The dollar rebounded from record lows against the euro Wednesday, brushing aside a steeper-than-expected fall in August durable goods orders as buyers took advantage of cheap exchange rates.
The economic data provided more evidence of a slackening in economic activity, strengthening the case for a second Federal Reserve interest rate cut next month. Another cut would further reduce the appeal of the dollar's yield after last week's half-percentage-point reduction in the federal funds rate target to 4.75%
"A lot of bad news is already factored in. The market is anticipating that the Fed will cut interest rates again at least once more this year, and a lot of this has already been taken into account," said currency trader Mark Meadows at Tempus Consulting in Washington.
The euro last traded flat one the day against the dollar, after racing to an all-time high of $1.4162 in European trade, according to Reuters data.
The dollar rebounded from near 1992's all-time low against a basket of six major currencies, The dollar index was last trading at 78.503, up 0.3% on the day.
"There is going to be resistance ... for more dollar selling into these levels just because the market seems to be placed for a little bit of a pull-back," said Meadows.
The euro has appreciated nearly 4% against the dollar so far this month.
Traders warned that the greenback's recovery Wednesday could be short-lived due to the market's increased focus on the possibility that Gulf currencies will no longer be pegged to the dollar.
Last week's Fed rate cut exacerbated revaluation pressures in the region, adding to the inflationary impact of a generally weak dollar, they said.
"If there is any change in the dollar peg, then we would see new highs in euro/dollar pretty soon," said Sultan Lone, deputy global head of FX sales and trading at market maker Swiss Finance Corp.
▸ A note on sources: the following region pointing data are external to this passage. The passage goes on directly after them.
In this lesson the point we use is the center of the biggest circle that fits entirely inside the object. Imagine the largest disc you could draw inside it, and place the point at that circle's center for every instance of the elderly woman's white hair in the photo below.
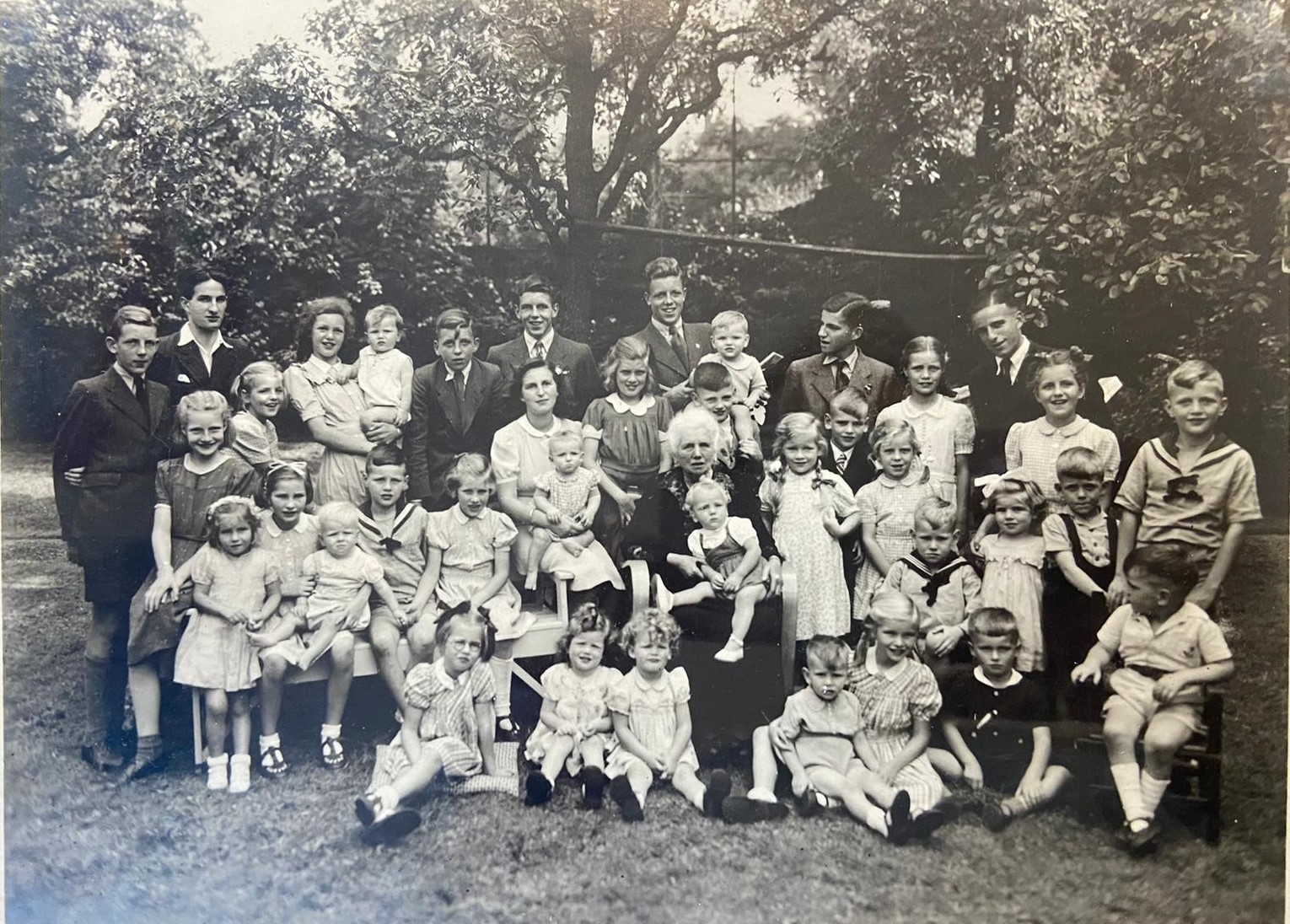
(696, 420)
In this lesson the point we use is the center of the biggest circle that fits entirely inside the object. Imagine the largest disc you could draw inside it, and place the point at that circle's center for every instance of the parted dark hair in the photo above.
(586, 617)
(711, 377)
(993, 622)
(315, 309)
(194, 277)
(535, 282)
(480, 621)
(662, 267)
(129, 314)
(829, 651)
(849, 305)
(384, 454)
(1168, 561)
(518, 384)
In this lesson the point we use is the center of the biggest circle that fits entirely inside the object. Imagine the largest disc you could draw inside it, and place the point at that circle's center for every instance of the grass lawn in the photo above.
(165, 851)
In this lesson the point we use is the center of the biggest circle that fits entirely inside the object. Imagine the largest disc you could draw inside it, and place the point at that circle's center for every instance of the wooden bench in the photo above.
(538, 642)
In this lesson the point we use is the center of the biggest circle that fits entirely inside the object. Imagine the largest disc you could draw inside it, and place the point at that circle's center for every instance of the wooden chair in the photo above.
(538, 642)
(1197, 777)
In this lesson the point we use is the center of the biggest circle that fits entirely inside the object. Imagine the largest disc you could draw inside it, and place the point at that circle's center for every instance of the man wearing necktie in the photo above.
(812, 382)
(672, 343)
(112, 432)
(537, 308)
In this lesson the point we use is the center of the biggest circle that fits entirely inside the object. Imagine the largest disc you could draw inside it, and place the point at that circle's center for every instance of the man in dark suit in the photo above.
(812, 382)
(675, 346)
(111, 435)
(457, 404)
(197, 357)
(577, 374)
(1000, 387)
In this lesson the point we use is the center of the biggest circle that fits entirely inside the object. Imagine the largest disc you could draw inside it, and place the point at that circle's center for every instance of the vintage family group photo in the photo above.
(645, 459)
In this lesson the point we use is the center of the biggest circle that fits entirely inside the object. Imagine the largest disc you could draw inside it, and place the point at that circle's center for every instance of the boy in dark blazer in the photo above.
(457, 404)
(197, 357)
(812, 382)
(578, 377)
(675, 347)
(112, 432)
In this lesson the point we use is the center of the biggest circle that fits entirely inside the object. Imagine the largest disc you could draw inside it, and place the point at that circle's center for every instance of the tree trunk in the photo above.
(582, 242)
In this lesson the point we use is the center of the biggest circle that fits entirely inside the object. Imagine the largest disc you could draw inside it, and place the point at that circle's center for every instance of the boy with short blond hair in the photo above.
(1192, 486)
(729, 341)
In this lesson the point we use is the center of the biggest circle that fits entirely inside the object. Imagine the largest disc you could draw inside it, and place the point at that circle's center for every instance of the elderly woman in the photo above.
(519, 457)
(728, 700)
(331, 410)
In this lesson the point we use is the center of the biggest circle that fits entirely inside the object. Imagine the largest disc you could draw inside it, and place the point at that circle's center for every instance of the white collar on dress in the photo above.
(639, 410)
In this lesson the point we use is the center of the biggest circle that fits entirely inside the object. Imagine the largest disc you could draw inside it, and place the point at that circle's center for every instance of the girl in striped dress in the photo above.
(886, 506)
(447, 727)
(898, 700)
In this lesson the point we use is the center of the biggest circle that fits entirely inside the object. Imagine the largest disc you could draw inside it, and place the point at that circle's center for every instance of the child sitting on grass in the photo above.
(1192, 486)
(995, 722)
(730, 559)
(447, 727)
(574, 729)
(822, 742)
(650, 709)
(1170, 648)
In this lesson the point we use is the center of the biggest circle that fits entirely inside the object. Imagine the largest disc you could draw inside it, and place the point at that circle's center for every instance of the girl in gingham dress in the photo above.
(1031, 448)
(898, 700)
(650, 709)
(447, 727)
(809, 511)
(886, 506)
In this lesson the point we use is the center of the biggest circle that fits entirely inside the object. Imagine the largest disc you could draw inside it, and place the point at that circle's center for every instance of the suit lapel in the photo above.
(445, 395)
(121, 396)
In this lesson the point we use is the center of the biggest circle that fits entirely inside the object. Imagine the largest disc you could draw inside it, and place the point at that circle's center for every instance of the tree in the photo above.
(565, 102)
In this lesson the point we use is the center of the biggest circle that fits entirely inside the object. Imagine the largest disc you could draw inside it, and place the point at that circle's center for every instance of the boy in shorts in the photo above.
(394, 532)
(995, 722)
(1170, 648)
(1192, 486)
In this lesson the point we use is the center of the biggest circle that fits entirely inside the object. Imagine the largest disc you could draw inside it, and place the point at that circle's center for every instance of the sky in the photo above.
(234, 27)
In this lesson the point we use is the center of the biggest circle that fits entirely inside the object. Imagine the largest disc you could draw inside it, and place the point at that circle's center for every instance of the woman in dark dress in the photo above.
(728, 700)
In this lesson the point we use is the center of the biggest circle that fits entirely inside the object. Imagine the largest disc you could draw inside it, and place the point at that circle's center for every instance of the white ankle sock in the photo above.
(1126, 777)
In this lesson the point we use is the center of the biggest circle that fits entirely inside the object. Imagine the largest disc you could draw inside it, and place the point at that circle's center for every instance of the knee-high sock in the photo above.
(1129, 789)
(502, 678)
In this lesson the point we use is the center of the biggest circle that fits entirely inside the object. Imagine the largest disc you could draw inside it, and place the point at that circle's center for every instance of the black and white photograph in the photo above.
(662, 461)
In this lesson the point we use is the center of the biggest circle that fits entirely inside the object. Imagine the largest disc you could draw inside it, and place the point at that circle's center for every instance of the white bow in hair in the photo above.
(988, 484)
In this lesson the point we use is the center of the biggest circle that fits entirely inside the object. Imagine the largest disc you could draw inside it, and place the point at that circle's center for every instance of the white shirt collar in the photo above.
(1024, 350)
(186, 337)
(546, 341)
(639, 410)
(1013, 679)
(126, 377)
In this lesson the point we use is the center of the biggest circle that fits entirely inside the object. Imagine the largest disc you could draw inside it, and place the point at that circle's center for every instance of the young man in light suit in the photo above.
(537, 309)
(457, 404)
(675, 346)
(812, 382)
(112, 432)
(197, 357)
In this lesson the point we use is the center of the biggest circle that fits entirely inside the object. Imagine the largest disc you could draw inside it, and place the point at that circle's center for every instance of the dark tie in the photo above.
(460, 390)
(678, 342)
(141, 395)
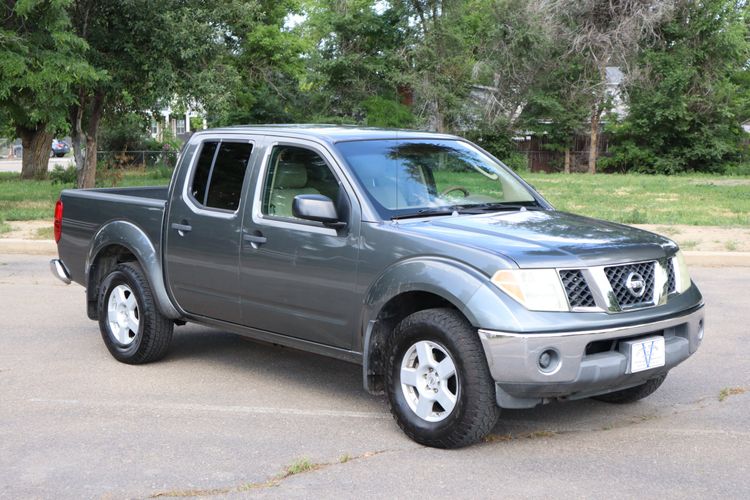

Saudi Arabia's Central Bank Governor Hamad Saud al-Sayyari said Wednesday that the world's largest oil exporter would not change its foreign exchange policy because the U.S.-dollar peg offered flexibility.
Against the yen, the dollar rose, driven by gains in European stock markets. U.S. stocks opened stronger Wednesday.
"Yen trading pretty much depends on equity markets. European markets are up today, which is pushing the yen weaker against the dollar," said Tempus Consulting's Meadows.
New orders for long-lasting U.S.-made manufactured goods fell 4.9% in August, well ahead of the 3.1% decline Wall Street economists had forecast, after rising a revised 6.1% in July.
August's decline was steepest in seven months, but analysts said the numbers are notoriously volatile.